Em linhas gerais, por estes princípios ficou estabelecido que o acesso à saúde pública é garantido a qualquer pessoa, incluindo todos os meios preventivos e curativos, em igualdade de condições e oportunidades, respeitando as características regionais e facilidade de acesso, com a participação da sociedade e responsabilidade de todos os níveis de governo.

Apesar dos avanços, o SUS enfrenta inúmeros desafios, que só serão resolvidos com a união de esforços e do engajamento de toda a sociedade e do poder público.

Estimativas do INCA preveem que, somente em 2018, mais de 600 mil novos casos de câncer serão diagnosticados no Brasil. De acordo com estudo do Observatório de Oncologia, o câncer já é a principal causa de morte em 10% dos municípios brasileiros e, neste ritmo, em 2029 será o primeiro agente de mortalidade, superando as doenças cardiovasculares. A informação é especialmente preocupante tendo em vista os altos custos dos tratamentos, o que certamente impactará em todo Sistema de Saúde, em especial o público, utilizado por mais da metade da população.

A estratégia proposta pela Organização Mundial de Saúde (OMS) para reduzir o impacto social do câncer está calcada no diagnóstico precoce da doença,
quando as chances de cura e sobrevivência são maiores se os pacientes receberem o tratamento adequado tão logo o diagnóstico seja conhecido. E talvez parte da explicação para alta mortalidade por câncer no Brasil passe pelo fato de o diagnostico aqui acontecer tardiamente: segundo levantamento feito pela IQVIA, 55% dos casos são conhecidos apenas nas fases mais avançadas da doença.
Outro desafio é garantir que o tratamento seja iniciado o mais breve possível. Apesar da publicação da Lei nº 12.732, de 2012 (conhecida como a lei dos 60 dias), alguns relatórios apontam que 47% dos pacientes ainda começam seu tratamento após 60 dias da confirmação diagnóstica. Em relação ao financiamento, temos o desafio de torna-lo menos desigual: os gastos com saúde per capita no setor privado é aproximadamente 4,5 vezes maior que no setor público.

Ciente da responsabilidade que a sociedade civil organizada tem na proposição, acompanhamento e monitoramento das políticas públicas, a Abrale criou o Movimento Todos Juntos Contra o Câncer​, composto por mais de 120 instituições, de diversos setores, engajadas na melhoria da atenção oncológica no Brasil.

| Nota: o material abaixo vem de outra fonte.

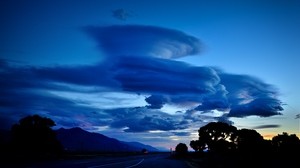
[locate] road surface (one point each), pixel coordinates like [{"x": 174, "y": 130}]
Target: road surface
[{"x": 161, "y": 160}]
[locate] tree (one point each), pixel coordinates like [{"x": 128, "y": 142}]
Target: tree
[
  {"x": 195, "y": 145},
  {"x": 181, "y": 148},
  {"x": 248, "y": 140},
  {"x": 216, "y": 136},
  {"x": 33, "y": 136}
]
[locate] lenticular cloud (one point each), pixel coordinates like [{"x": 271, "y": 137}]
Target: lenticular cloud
[{"x": 154, "y": 41}]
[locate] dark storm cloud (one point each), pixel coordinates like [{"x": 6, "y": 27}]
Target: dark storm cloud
[
  {"x": 250, "y": 96},
  {"x": 156, "y": 101},
  {"x": 144, "y": 40},
  {"x": 142, "y": 119},
  {"x": 136, "y": 64},
  {"x": 162, "y": 76}
]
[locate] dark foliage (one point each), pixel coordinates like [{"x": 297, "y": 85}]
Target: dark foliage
[
  {"x": 33, "y": 138},
  {"x": 181, "y": 148},
  {"x": 229, "y": 147}
]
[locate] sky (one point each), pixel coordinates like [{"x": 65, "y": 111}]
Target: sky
[{"x": 151, "y": 71}]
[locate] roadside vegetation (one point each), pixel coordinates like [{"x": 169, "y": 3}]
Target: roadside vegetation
[{"x": 223, "y": 145}]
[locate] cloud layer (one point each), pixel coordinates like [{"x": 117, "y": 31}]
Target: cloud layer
[
  {"x": 139, "y": 61},
  {"x": 118, "y": 40}
]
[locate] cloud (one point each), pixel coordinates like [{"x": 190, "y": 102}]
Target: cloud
[
  {"x": 156, "y": 101},
  {"x": 121, "y": 14},
  {"x": 118, "y": 40},
  {"x": 142, "y": 119},
  {"x": 266, "y": 126},
  {"x": 136, "y": 64}
]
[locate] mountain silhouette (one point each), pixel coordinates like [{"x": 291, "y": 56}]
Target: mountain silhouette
[{"x": 77, "y": 139}]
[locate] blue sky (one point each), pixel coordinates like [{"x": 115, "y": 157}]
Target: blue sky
[{"x": 152, "y": 71}]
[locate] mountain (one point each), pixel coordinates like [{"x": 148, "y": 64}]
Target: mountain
[
  {"x": 141, "y": 146},
  {"x": 77, "y": 139}
]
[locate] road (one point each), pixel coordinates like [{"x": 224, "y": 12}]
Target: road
[{"x": 162, "y": 160}]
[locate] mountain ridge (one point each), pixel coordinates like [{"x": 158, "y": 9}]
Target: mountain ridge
[{"x": 77, "y": 139}]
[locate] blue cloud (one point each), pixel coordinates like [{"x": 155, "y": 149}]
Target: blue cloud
[
  {"x": 138, "y": 66},
  {"x": 118, "y": 40},
  {"x": 249, "y": 95}
]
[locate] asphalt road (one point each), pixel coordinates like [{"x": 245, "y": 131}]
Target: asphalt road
[{"x": 141, "y": 161}]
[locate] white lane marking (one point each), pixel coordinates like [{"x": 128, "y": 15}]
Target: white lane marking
[
  {"x": 109, "y": 164},
  {"x": 136, "y": 164}
]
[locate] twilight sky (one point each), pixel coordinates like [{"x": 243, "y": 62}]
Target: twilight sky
[{"x": 151, "y": 71}]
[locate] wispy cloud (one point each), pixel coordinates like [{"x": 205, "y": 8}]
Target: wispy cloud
[{"x": 140, "y": 60}]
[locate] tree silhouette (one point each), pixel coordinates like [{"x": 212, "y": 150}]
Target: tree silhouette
[
  {"x": 33, "y": 136},
  {"x": 248, "y": 140}
]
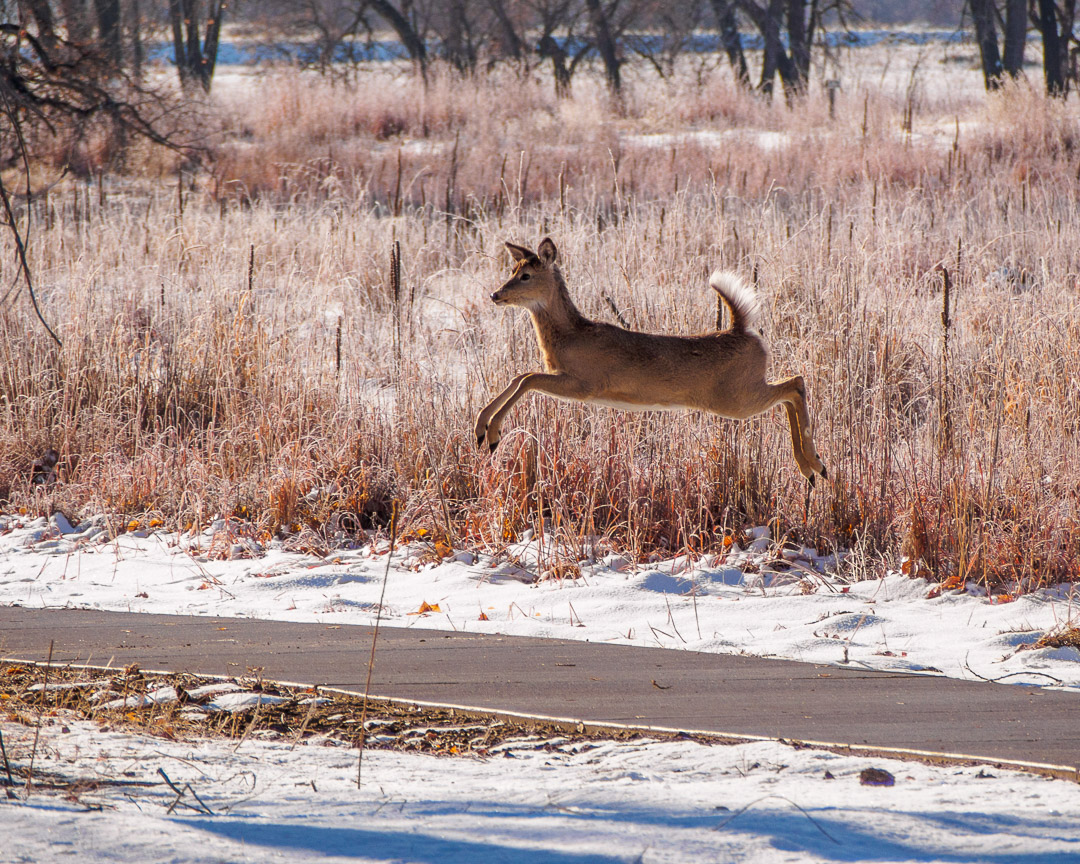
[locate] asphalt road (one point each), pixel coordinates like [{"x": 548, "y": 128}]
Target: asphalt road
[{"x": 581, "y": 682}]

Por meio de Grupos de Trabalhos, com especialistas nas diferentes áreas da Saúde, este Movimento criou a Declaração para a Melhoria da Atenção ao Câncer, documento que permeia e monitora cada um dos pontos da Política Nacional de Prevenção e Controle do Câncer.

É preciso garantir o acesso à prevenção, diagnóstico precoce, tratamento e cuidado integral em Oncologia a todas e todos os brasileiros, além de priorizar os cuidados em cada uma destas áreas em seu mandato.

Também é necessário fomentar e disponibilizar canais de diálogo periódicos de alto nível entre Presidência da República, o Ministro da Saúde e a Sociedade Civil Organizada para tratar da atenção oncológica no Brasil.

Nossa sociedade merece dias melhores. Temos que acreditar em um futuro próspero, mas é fundamental trabalhar por tal conquista. Estamos atualizando nossa Declaração para a Melhoria da Atenção ao Câncer e em breve compartilharemos este material e a entregaremos em mãos às autoridades governamentais.

Juntos, somos mais fortes para alcançar o que queremos e merecemos! 


Merula Steagall, presidente da Abrale e Abrasta e líder do Movimento Todos Juntos Contra o Câncer.